Found
Written and directed by Scott Schirmer
USA, 2013
In Found, Marty (Gavin Brown), a horror movie-loving, graphic novel-writing suburban kid, discovers the severed heads his brother (Ethan Philbeck) keeps bringing home. Nonplussed at first, Marty soon has his life spiral into the kind of horror film he so dearly loves.
Watching Found can be quite the confusing experience. On the one hand, there’s themes of identity and maturity, with Marty experiencing bullying, sexual awakening, and familial conflict. There’s also a small commentary about the nature of horror movies and how they can desensitize younger audiences (Marty keeps his brother’s severed heads a secret, much like he does his mother’s old love letters from an ex and his father’s rude magazines).
But those qualities are all but made moot by the film’s jarringly inconsistent tone. The acting is stilted and stiff, making for an oddly incongruent tenor to the spirit of a film that borders of self-parody (this would be miles more enjoyable if it was).
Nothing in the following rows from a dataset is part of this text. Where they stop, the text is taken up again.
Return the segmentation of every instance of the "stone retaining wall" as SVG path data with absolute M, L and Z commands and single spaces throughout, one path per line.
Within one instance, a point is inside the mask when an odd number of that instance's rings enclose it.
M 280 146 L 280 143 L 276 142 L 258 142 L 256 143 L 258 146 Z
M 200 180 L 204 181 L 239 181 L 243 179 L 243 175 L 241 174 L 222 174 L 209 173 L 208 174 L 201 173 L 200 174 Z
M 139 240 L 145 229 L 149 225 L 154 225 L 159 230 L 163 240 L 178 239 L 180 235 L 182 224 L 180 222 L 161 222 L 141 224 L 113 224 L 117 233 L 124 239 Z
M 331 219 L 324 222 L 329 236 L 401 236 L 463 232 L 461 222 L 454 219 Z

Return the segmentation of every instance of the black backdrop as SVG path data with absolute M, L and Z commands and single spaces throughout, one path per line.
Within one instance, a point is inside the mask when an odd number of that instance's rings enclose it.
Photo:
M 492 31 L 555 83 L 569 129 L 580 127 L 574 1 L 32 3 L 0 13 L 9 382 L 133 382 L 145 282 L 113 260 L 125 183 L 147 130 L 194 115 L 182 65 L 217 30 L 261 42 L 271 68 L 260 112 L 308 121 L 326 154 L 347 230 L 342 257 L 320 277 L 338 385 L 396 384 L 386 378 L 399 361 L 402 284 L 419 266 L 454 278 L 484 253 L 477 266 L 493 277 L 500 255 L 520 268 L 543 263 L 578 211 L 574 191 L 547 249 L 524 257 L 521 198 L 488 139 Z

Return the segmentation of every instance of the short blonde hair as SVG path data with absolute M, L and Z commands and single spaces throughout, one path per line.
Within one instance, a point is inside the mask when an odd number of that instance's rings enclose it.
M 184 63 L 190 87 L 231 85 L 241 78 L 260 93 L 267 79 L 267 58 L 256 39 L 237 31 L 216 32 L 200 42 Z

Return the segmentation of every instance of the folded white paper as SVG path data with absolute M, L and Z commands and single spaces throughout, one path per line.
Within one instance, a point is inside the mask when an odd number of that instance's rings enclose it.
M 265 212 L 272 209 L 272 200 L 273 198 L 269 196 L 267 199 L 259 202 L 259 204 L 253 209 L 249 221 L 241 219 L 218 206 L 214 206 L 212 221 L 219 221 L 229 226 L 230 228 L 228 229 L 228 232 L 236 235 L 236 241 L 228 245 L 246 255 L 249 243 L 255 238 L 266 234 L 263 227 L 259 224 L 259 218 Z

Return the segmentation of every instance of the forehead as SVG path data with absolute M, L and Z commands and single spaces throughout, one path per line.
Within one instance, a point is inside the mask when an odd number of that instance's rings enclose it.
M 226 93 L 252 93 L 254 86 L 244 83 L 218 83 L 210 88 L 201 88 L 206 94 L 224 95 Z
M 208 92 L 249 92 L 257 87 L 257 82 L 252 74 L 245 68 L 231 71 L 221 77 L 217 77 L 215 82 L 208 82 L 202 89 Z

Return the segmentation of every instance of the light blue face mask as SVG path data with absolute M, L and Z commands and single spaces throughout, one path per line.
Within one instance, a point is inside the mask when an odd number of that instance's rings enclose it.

It’s hard to fully appreciate the gravity of the subject matter when the lackluster dialogue and delivery mostly nulls the effect (i.e. the film’s many slurs, which attempt to add an edge to the storytelling, come off as dulled and weak). Imagine a 12-year-old kid trying to deliver a solemn speech about bullying after he or she has sucked some helium out of a balloon. This is what Found is essentially like.
Evil Feed
Written by Aaron Au, Kimani Ray Smith, and Jana Mitsoula
Directed by Kimani Ray Smith
Canada, 2013
Cannibals and Kung Fu seem like an odd pairing, but that’s exactly what Evil Feed tries to do. In the film, a group of martial arts fighters try to infiltrate an underground Chinese restaurant called the Long Pig, which, run by a crazy dude named Steven (Terry Chen), forces people to fight each other and cooks up the losers for dinner, the signature dish being the “Dicky roll.”
With a gluttony of wild fight sequences, bloody sex scenes, and gory instances of shock horror, the film is a nihilistic and wildly high-octane genre mash-up mess (perhaps it’s fitting, then, that Steven is decked out in a bowler hat, covered in heavy eyeliner, and brandishing a cane, much like Malcolm McDowell in A Clockwork Orange).
The film is tasteless and crude, the story doesn’t quite engage, and it’s probably too over-the-top without any emotional anchor for its own good (a mess is a mess is a mess), but it doesn’t matter in the end, because the film isn’t even remotely trying to be gourmet. It’s often fun, funny, and always facetious. If you are what you eat, Evil Feed must’ve gorged itself on an all-you-can-eat buffet.